「日本ではありえない」スーダンの日常
――MOHAさんにとっての故郷というか、帰りたいなと思う場所はどこですか。
MOHA 日本だと思います。幼い時に日本に来た後も毎年夏休みにはスーダンに帰っていましたが、毎朝起きる度に、「あと何日で日本に帰れるんだろう」ってカウントダウンしていました。
スーダンも親戚がたくさんいて楽しいですけど、やっぱり国が本当に不安定なんで、日本ではありえないことが毎日起きる。それが、自分の中で日本がホームになった理由かもしれないです。
――スーダンで経験した「日本ではありえないこと」とは、たとえばどんなことですか。
MOHA 山ほどあるんですけど、例えば……どれから言おうかな。
小さい時、お父さんの実家でいとこたちと庭で遊んでいたら知らない人が押しかけてきて。「えっ、何?」と思ったらその後ろから警察が入ってきて。車上荒らしで逃走中の人だったらしく、目の前で確保されたり。
――衝撃的ですね。
MOHA あとは小学校低学年の時、遊園地でポップコーン屋さんに並んでいたら、7人ぐらいのギャング集団にカメラをすられたこともあります。

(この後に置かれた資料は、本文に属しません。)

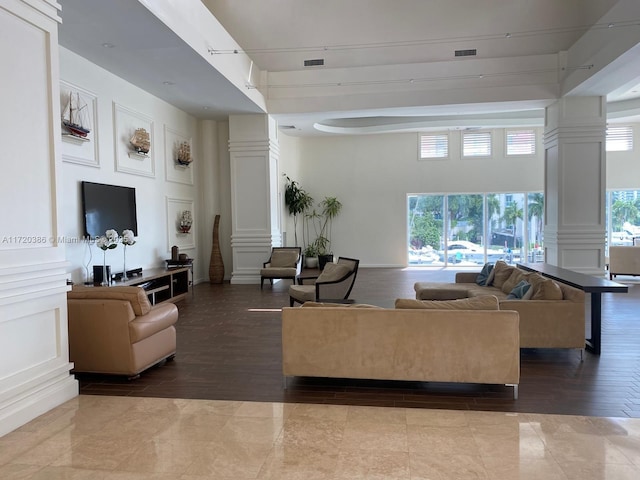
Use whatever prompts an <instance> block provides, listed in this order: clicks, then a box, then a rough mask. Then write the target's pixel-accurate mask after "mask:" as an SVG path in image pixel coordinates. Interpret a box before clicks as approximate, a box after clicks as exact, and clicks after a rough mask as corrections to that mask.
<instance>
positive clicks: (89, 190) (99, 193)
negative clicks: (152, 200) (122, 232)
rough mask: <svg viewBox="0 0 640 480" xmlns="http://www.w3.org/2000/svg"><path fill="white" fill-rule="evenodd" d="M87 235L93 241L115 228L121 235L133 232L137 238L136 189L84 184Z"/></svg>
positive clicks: (96, 184)
mask: <svg viewBox="0 0 640 480" xmlns="http://www.w3.org/2000/svg"><path fill="white" fill-rule="evenodd" d="M82 217H83V222H84V234H85V235H86V236H89V237H91V238H95V237H99V236H100V235H104V232H106V231H107V230H109V229H110V228H113V229H114V230H116V231H117V232H118V235H122V231H123V230H133V233H134V234H135V235H138V220H137V215H136V189H135V188H132V187H121V186H117V185H105V184H102V183H92V182H82Z"/></svg>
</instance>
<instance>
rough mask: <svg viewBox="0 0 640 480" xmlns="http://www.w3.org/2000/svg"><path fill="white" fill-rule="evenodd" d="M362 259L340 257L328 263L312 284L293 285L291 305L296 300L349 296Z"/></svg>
mask: <svg viewBox="0 0 640 480" xmlns="http://www.w3.org/2000/svg"><path fill="white" fill-rule="evenodd" d="M359 263H360V260H356V259H354V258H346V257H339V258H338V262H337V263H327V264H326V265H325V267H324V269H323V270H322V273H320V275H319V276H318V278H317V279H315V281H313V284H311V285H291V286H290V287H289V305H290V306H292V307H293V304H294V303H295V302H298V303H304V302H309V301H312V302H322V301H331V300H333V301H335V300H345V299H347V298H349V294H351V289H352V288H353V284H354V283H355V281H356V276H357V274H358V265H359Z"/></svg>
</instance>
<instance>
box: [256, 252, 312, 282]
mask: <svg viewBox="0 0 640 480" xmlns="http://www.w3.org/2000/svg"><path fill="white" fill-rule="evenodd" d="M301 269H302V249H301V248H300V247H273V249H272V250H271V257H269V260H267V261H266V262H264V264H263V267H262V269H261V270H260V289H262V287H263V285H264V281H265V279H268V280H269V282H270V283H271V285H273V279H274V278H279V279H290V280H291V281H293V283H295V282H296V276H298V274H299V273H300V271H301Z"/></svg>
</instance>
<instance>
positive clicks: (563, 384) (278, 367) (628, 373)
mask: <svg viewBox="0 0 640 480" xmlns="http://www.w3.org/2000/svg"><path fill="white" fill-rule="evenodd" d="M454 276H455V271H454V270H432V269H396V268H388V269H383V268H363V269H360V271H359V272H358V279H357V281H356V284H355V286H354V289H353V292H352V295H351V296H352V298H354V299H356V300H357V301H358V302H360V303H371V304H376V305H380V306H385V307H391V306H393V302H394V300H395V299H396V298H415V297H414V290H413V284H414V283H415V282H416V281H453V279H454ZM617 280H618V281H620V282H624V283H627V284H628V285H629V286H630V288H629V293H627V294H603V299H602V303H603V335H602V355H600V356H596V355H593V354H591V353H588V352H586V351H585V353H584V361H582V362H581V361H580V352H579V351H577V350H561V349H555V350H546V349H523V350H522V356H521V383H520V398H519V399H518V400H516V401H514V400H513V399H512V390H511V389H510V388H507V387H503V386H499V385H494V386H488V385H466V384H463V385H458V384H448V383H426V382H385V381H361V380H344V379H313V378H294V379H289V381H288V385H287V387H288V388H287V389H284V386H283V377H282V374H281V368H282V364H281V329H280V311H279V309H280V308H281V307H283V306H288V302H289V297H288V295H287V291H288V286H289V285H290V282H288V281H284V282H279V283H277V284H276V285H274V286H273V287H271V286H269V285H268V284H265V286H264V289H263V290H260V286H259V285H230V284H228V283H226V284H222V285H210V284H208V283H203V284H199V285H196V286H195V295H194V296H189V297H187V298H186V299H185V300H183V301H181V302H180V303H178V307H179V310H180V319H179V321H178V325H177V331H178V348H177V354H176V358H175V360H174V361H171V362H167V363H166V364H164V365H162V366H158V367H154V368H152V369H150V370H148V371H147V372H145V373H143V374H142V376H141V377H140V378H139V379H137V380H134V381H128V380H126V379H123V378H118V377H110V376H99V375H86V374H81V375H78V378H79V380H80V393H82V394H94V395H126V396H138V397H165V398H167V397H169V398H192V399H213V400H245V401H270V402H296V403H332V404H345V405H372V406H398V407H417V408H436V409H438V408H445V409H456V410H485V411H503V412H504V411H507V412H531V413H555V414H574V415H591V416H607V417H627V416H628V417H637V418H640V322H639V316H640V315H639V313H638V312H639V311H640V278H635V277H618V278H617Z"/></svg>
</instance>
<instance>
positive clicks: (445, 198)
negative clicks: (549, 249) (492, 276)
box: [407, 192, 640, 267]
mask: <svg viewBox="0 0 640 480" xmlns="http://www.w3.org/2000/svg"><path fill="white" fill-rule="evenodd" d="M638 193H640V192H638ZM407 202H408V203H407V211H408V214H409V218H408V221H407V225H408V236H409V238H408V250H407V255H408V264H409V265H422V266H453V267H456V266H458V267H465V266H469V267H472V266H477V265H483V264H484V263H485V262H492V263H495V262H496V261H498V260H504V261H506V262H508V263H511V264H515V263H516V262H521V261H522V262H543V261H544V245H543V241H544V239H543V229H544V195H543V194H542V193H540V192H530V193H522V192H514V193H486V194H462V193H460V194H448V195H427V194H412V195H408V196H407Z"/></svg>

これはまだかわいい方のエピソードですけど、路上で人が倒れていることなんてしょっちゅうだったし、夏休みの間の1ヶ月しか帰ってなかったんですけど、帰る度に何かが起きるような国でした。
――スーダンの不安定さも、日本に移住した理由のひとつだった?
MOHA 不安定さというよりは、より良い暮らしを求めて、そしてスーダンにいる家族に仕送りをするためだったと思います。父は長男だったので、家族を支えなければいけないという責任感が強かったのかもしれません。
――もともと日本に知り合いはいたのでしょうか。
MOHA いえ、全くいませんでした。ただ、千葉県にスーダン人のコミュニティがあって、日本に来たばかりのスーダン人がそこで日本のルールを学んだり、異国での生活を支え合ったりする場がありました。
そこにいたのが、今YouTubeを一緒にやっているマゼンです。彼とは保育園の頃から同じ団地で育った幼なじみです。